Hi,
I have encountered a bug with nvcc where it compiles C++ code that violates const correctness and should result in a compiler error. Furthermore, the cuda kernel that results is a no-op.
Here’s a reproducer (to build with --extended-lambda --save-temps
):
// Some user defined type
struct s {
int i;
float f;
};
// Pointer wrapper class
template <typename T> struct my_span {
private:
T *__restrict ptr_;
uint32_t size_;
public:
my_span(T *ptr = nullptr, uint32_t size = 0) : ptr_(ptr), size_(size) {}
__host__ __device__ inline T &at(uint32_t x) { return ptr_[x]; }. // non-const accessor
__host__ __device__ inline T at(uint32_t x) const { return ptr_[x]; } // const accessor
};
// CUDA kernel template that takes a __device__ lambda and runs it over some indices
template <typename T> __global__ static void kernel_runner(size_t n, T kernel) {
auto gid = threadIdx.x + blockIdx.x * blockDim.x;
if (gid < n) {
kernel(gid);
}
}
// Function template to dispatch the lambda to the GPU
template <typename T> static void launch_lambda_kernel(size_t N, T &&kernel) {
kernel_runner<<<(N + 1023) / 1024, 1024>>>(N, kernel); //
}
int main() {
auto in = my_span<s>{}; // Compiles if the lambda is mutable or not, but produces null kernel if kernel not mutable (but shouldn't compile first).

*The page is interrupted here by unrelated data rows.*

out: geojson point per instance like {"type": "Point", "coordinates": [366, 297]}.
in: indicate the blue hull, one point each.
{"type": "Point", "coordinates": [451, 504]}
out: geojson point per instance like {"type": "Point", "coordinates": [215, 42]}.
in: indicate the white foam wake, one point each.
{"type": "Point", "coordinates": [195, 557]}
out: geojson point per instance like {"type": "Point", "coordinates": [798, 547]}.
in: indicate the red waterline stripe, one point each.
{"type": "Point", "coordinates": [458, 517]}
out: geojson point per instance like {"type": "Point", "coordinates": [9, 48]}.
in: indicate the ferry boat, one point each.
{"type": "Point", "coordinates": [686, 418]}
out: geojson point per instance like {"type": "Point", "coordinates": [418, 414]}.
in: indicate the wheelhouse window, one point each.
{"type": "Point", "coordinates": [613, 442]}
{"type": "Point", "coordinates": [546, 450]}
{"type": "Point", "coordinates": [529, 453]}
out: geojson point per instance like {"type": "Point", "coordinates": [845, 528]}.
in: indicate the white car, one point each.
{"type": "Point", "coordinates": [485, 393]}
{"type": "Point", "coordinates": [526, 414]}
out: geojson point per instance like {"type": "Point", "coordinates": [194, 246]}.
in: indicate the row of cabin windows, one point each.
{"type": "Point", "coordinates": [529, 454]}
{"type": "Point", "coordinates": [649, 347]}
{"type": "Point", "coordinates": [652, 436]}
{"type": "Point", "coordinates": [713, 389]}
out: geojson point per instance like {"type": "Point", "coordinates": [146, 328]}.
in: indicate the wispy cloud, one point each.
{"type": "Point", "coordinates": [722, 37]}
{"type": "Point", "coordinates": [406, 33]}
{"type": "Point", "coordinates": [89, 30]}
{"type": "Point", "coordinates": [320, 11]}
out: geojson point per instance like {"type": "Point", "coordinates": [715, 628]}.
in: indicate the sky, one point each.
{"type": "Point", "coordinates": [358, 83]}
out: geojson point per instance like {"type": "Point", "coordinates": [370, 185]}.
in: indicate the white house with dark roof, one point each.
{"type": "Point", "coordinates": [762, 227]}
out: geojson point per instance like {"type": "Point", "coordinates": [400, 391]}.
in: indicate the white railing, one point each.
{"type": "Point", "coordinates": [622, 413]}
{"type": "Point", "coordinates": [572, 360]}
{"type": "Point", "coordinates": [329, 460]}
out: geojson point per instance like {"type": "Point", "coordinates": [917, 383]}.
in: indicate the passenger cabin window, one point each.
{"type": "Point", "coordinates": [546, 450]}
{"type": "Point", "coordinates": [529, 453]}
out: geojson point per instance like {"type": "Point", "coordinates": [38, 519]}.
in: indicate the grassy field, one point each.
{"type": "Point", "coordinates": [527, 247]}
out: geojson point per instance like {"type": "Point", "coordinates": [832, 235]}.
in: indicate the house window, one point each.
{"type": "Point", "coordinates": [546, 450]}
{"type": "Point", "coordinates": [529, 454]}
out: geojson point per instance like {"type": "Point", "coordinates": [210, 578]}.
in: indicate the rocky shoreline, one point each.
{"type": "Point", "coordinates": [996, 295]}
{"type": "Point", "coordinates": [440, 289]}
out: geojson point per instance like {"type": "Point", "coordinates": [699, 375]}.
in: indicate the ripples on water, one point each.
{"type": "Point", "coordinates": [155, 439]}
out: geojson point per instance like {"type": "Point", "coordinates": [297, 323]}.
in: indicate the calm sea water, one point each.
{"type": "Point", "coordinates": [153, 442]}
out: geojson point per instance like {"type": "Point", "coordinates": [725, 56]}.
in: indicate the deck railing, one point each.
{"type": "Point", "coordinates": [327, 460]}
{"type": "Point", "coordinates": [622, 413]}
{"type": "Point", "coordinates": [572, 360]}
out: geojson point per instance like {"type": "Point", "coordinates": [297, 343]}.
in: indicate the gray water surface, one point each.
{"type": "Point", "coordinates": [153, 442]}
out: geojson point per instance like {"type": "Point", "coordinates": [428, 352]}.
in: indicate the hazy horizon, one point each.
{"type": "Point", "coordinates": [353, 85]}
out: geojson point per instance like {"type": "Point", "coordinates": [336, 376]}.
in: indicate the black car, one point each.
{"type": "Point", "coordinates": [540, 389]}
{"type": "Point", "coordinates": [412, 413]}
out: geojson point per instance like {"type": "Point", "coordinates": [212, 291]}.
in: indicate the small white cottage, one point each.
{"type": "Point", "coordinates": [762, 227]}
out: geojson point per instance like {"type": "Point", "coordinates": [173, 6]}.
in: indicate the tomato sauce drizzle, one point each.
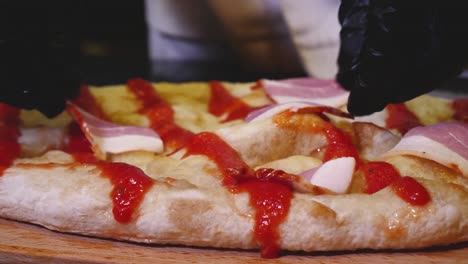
{"type": "Point", "coordinates": [130, 183]}
{"type": "Point", "coordinates": [10, 149]}
{"type": "Point", "coordinates": [130, 186]}
{"type": "Point", "coordinates": [378, 175]}
{"type": "Point", "coordinates": [411, 191]}
{"type": "Point", "coordinates": [270, 194]}
{"type": "Point", "coordinates": [221, 102]}
{"type": "Point", "coordinates": [401, 118]}
{"type": "Point", "coordinates": [460, 106]}
{"type": "Point", "coordinates": [271, 199]}
{"type": "Point", "coordinates": [339, 143]}
{"type": "Point", "coordinates": [160, 114]}
{"type": "Point", "coordinates": [226, 158]}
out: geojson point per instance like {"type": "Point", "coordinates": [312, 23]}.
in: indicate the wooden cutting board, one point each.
{"type": "Point", "coordinates": [25, 243]}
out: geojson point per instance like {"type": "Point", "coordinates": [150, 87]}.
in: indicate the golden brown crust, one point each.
{"type": "Point", "coordinates": [188, 204]}
{"type": "Point", "coordinates": [77, 200]}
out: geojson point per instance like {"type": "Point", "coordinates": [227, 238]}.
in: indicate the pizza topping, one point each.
{"type": "Point", "coordinates": [10, 149]}
{"type": "Point", "coordinates": [271, 200]}
{"type": "Point", "coordinates": [411, 191]}
{"type": "Point", "coordinates": [222, 102]}
{"type": "Point", "coordinates": [226, 158]}
{"type": "Point", "coordinates": [107, 137]}
{"type": "Point", "coordinates": [294, 107]}
{"type": "Point", "coordinates": [160, 114]}
{"type": "Point", "coordinates": [130, 185]}
{"type": "Point", "coordinates": [445, 143]}
{"type": "Point", "coordinates": [335, 175]}
{"type": "Point", "coordinates": [401, 119]}
{"type": "Point", "coordinates": [378, 175]}
{"type": "Point", "coordinates": [326, 92]}
{"type": "Point", "coordinates": [461, 109]}
{"type": "Point", "coordinates": [270, 190]}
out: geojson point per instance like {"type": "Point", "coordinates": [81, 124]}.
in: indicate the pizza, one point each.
{"type": "Point", "coordinates": [273, 165]}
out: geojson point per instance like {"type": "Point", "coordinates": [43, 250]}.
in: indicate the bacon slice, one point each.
{"type": "Point", "coordinates": [108, 137]}
{"type": "Point", "coordinates": [445, 143]}
{"type": "Point", "coordinates": [326, 92]}
{"type": "Point", "coordinates": [302, 106]}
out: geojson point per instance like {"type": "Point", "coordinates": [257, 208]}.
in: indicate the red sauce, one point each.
{"type": "Point", "coordinates": [339, 143]}
{"type": "Point", "coordinates": [271, 200]}
{"type": "Point", "coordinates": [401, 119]}
{"type": "Point", "coordinates": [411, 191]}
{"type": "Point", "coordinates": [269, 190]}
{"type": "Point", "coordinates": [381, 174]}
{"type": "Point", "coordinates": [222, 102]}
{"type": "Point", "coordinates": [160, 114]}
{"type": "Point", "coordinates": [226, 158]}
{"type": "Point", "coordinates": [10, 149]}
{"type": "Point", "coordinates": [130, 185]}
{"type": "Point", "coordinates": [460, 106]}
{"type": "Point", "coordinates": [378, 175]}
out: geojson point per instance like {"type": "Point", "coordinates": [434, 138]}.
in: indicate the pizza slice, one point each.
{"type": "Point", "coordinates": [238, 166]}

launch_lambda_kernel(1000000, [=] __device__(int x) {
in.at(x) = in.at(x + 1);
});
auto in_f = my_span<float>{};
launch_lambda_kernel(1000000, [=] __device__(int x) mutable { // doesn't compile without mutable, as expected
in_f.at(x) = in_f.at(x + 1);
});
return 0;
}
This code in order to be correct requires the lambda function to be marked mutable
because the method used in the assignment .at(x)=
is not const. When the type of the pointer is some fundamental type like float
, nvcc
behaves correctly and refuses to compile the code if mutable
is missing. However, if T
is struct s
, then if compiles and generates an empty kernel. If mutable
is present, the generated code is correct.
nvcc -V
: release 11.5, V11.5.119
Best regards,
Michel